I’m a Lazy Fatty Slacker

23 Feb

Over the last few months, one of my girlfriends (we’ll call her Mischa) and I have been pretty good about making it over to the gym that we have on campus. Though we have our days when we are simply unmotivated, we’ve found a proven technique to encourage one another to go: we call the other one out on their back fat. That’s right, people, back fat. For those of you fortunate enough to not know what it is, I’ll explain: it’s the fatty fat portion that bulges out underneath/above your bra on your back.

There are a few ladies that work in the gym, and we’ve asked them to do the same. If they think we’re slacking off, we’ll get emails from them about how it’s important to work out to get rid of the back fat. Today, it was taken a step further. There’s a smoking hot guy that works at the gym, I like to call him the Dirty Counter. You would totally understand why that’s an appropriate name if you ever took one of his classes: when he counts (say push ups or squats, etc.), he breaths out on the count. It makes it sound like he’s counting in the throws of mad passionate sex.
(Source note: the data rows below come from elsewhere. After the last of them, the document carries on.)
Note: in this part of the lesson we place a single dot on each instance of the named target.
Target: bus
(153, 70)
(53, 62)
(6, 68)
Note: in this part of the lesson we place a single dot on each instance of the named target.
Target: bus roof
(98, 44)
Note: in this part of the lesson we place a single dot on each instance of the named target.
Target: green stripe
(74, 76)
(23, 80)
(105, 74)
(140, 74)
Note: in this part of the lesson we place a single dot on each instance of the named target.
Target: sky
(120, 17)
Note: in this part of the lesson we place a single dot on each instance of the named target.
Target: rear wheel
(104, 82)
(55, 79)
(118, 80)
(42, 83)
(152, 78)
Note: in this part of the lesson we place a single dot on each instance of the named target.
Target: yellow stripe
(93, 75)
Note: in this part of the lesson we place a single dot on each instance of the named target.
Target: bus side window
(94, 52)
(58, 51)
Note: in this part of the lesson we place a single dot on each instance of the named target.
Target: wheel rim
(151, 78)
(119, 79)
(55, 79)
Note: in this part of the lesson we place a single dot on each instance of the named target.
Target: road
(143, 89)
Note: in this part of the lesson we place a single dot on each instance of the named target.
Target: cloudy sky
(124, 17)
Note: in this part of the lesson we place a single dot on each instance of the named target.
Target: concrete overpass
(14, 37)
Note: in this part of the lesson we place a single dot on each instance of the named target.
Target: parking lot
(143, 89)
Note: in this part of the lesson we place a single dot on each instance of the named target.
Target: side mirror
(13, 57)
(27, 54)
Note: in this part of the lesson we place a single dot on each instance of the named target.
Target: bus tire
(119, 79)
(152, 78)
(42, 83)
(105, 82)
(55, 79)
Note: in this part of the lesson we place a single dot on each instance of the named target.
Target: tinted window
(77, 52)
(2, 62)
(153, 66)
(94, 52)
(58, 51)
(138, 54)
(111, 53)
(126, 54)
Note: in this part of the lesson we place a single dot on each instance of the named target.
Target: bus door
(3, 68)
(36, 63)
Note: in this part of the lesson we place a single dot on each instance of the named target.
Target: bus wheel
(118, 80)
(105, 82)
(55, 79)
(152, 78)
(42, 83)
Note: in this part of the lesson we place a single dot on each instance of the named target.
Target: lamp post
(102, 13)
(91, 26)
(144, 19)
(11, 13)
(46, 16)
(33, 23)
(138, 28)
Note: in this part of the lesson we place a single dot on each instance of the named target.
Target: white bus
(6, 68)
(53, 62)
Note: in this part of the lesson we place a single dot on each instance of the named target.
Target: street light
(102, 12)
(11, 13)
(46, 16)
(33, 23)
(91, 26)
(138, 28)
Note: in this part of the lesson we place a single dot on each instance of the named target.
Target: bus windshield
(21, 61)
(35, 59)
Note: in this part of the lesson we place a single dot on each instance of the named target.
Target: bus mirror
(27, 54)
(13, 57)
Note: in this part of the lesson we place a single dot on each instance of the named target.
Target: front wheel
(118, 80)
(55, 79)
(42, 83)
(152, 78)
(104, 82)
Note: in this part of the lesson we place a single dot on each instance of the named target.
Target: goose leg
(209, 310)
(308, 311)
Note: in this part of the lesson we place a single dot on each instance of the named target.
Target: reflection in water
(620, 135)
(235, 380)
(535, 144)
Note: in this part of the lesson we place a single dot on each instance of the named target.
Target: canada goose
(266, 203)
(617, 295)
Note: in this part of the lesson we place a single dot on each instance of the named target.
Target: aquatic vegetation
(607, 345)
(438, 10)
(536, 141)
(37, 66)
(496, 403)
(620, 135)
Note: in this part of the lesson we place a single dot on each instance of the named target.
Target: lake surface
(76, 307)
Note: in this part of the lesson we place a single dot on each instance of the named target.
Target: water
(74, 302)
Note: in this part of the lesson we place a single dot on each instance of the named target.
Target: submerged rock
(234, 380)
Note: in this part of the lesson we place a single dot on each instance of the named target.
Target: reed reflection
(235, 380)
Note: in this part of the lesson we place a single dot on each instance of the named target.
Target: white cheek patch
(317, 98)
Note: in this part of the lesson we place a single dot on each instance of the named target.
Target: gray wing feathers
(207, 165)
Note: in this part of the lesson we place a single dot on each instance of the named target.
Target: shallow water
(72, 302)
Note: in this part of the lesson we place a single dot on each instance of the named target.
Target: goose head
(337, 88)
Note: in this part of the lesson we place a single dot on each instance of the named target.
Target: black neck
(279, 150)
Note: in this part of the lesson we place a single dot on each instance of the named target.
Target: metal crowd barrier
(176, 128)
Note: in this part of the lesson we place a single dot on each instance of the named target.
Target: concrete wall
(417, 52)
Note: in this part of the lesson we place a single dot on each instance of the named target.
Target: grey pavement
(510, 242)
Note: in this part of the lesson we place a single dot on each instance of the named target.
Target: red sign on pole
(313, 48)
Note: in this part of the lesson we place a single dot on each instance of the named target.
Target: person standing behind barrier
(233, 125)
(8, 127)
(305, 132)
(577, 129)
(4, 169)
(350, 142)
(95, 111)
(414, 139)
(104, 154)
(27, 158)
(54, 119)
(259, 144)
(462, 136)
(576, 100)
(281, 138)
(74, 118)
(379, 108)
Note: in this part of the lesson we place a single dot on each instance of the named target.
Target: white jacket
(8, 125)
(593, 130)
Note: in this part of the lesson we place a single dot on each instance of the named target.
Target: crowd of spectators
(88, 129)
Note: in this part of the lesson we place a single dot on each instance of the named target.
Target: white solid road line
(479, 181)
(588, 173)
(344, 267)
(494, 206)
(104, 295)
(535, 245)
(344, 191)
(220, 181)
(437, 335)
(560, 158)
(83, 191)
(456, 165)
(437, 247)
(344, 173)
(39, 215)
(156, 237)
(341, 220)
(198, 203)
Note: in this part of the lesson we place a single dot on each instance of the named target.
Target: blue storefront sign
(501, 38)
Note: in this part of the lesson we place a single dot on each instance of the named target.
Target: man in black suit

Anyway, today Mischa came to get me to go to the gym, and I flat out refused. The second she got there, she had DC email me about being such a slacker. I responded to him how he forgot to call me fatty. Not 2 seconds later I have an email from him that just read, “FATTY SLACKER!!” (Oh, that was his punctuation) There is nothing like having a hotty call you a fatty slacker, it does wonders for your self esteem.

I managed to get off my fat ass and go, and I’m happy I did as there were 2 good things that came out of it:

  1. There was some delightful eye candy on the bike in front of me. I’ve never seen him before, but hope to see him soon. Sure I spotted the stinking wedding ring a mile away. He’s now known to me as “The Husband”. For a split second I considered telling him that I was just a good a work out as the Lifestyle bicycle he was riding-but then I had visions of his tears and accusasions of sexual harassment.
  2. Mischa offered to play “Sienna in the Springtime”. I’m sure many of you have seen the photo of Sienna Miller in her tights and underoos. From time to time, when Mischa is feeling charitable, she plays dress up. She puts on her black sweater and her tights-there’s a striking similarity. Anyway, today she had on white tights so we pretended it was spring. It’s one of the most hysterical things I’ve ever seen.

2 Responses to “I’m a Lazy Fatty Slacker”

  1. The Accidental Bitch February 24, 2007 at 8:37 pm #

    Wow, that’s quite a “support” network. (in quotes because insults are still mean!!)

    I’d love to hear more about Dirty Counter. mmmm

  2. Alejandra February 26, 2007 at 5:43 am #

    When did society decide that it’s “OK” to wear tights as pants? I saw a girl at Pastis brunch wearing a sweater that barely covered her ass and sheer tights. She looked like 9 year old on her way to dance class.